Mountain in the state of Colorado

Centennial Peak is a 13062 ft mountain summit in Montezuma County, Colorado.

== Description ==
Centennial Peak is located 16 mi northwest of the community of Durango on land managed by San Juan National Forest. It ranks as the six-highest summit of the La Plata Mountains which are a subrange of the Rocky Mountains. Precipitation runoff from the mountain's west slope drains to the Mancos River and the east slope drains into the headwaters of Bear Creek which is a tributary of the Dolores River. Topographic relief is significant as the summit rises 2460 ft above Bear Creek in one mile (1.6 km) and 1500 ft above Sliderock Basin in one-half mile (0.8 km). Neighbors include Mount Moss, 0.57 mi to the south, Lavender Peak, 0.45 mi to the south-southwest, and Hesperus Mountain 0.68 mi to the west-southwest.
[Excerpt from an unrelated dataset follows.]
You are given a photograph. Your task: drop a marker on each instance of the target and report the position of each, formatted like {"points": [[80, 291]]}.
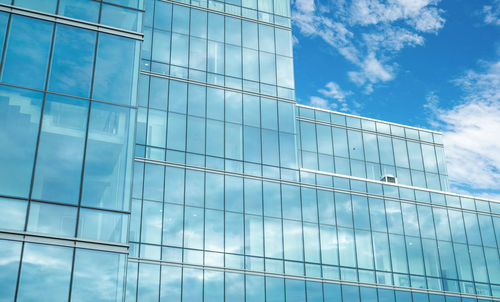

An ascent of Centennial Peak's summit involves hiking 4.4 mi with 2130 ft of elevation gain.

== Etymology ==
The mountain's toponym was officially adopted on July 8, 1976, by the United States Board on Geographic Names as proposed by the Colorado Centennial-Bicentennial Commission to commemorate 100 years of statehood since it was admitted to the Union on August 1, 1876. Prior to that the landform was called "Banded Mountain", a descriptive name attributable to the alternating colored strata of sedimentary rock.

== Climate ==
According to the Köppen climate classification system, Centennial Peak has an alpine climate with cold, snowy winters, and cool to warm summers. Due to its altitude, it receives precipitation all year, as snow in winter and as thunderstorms in summer, with a dry period in late spring.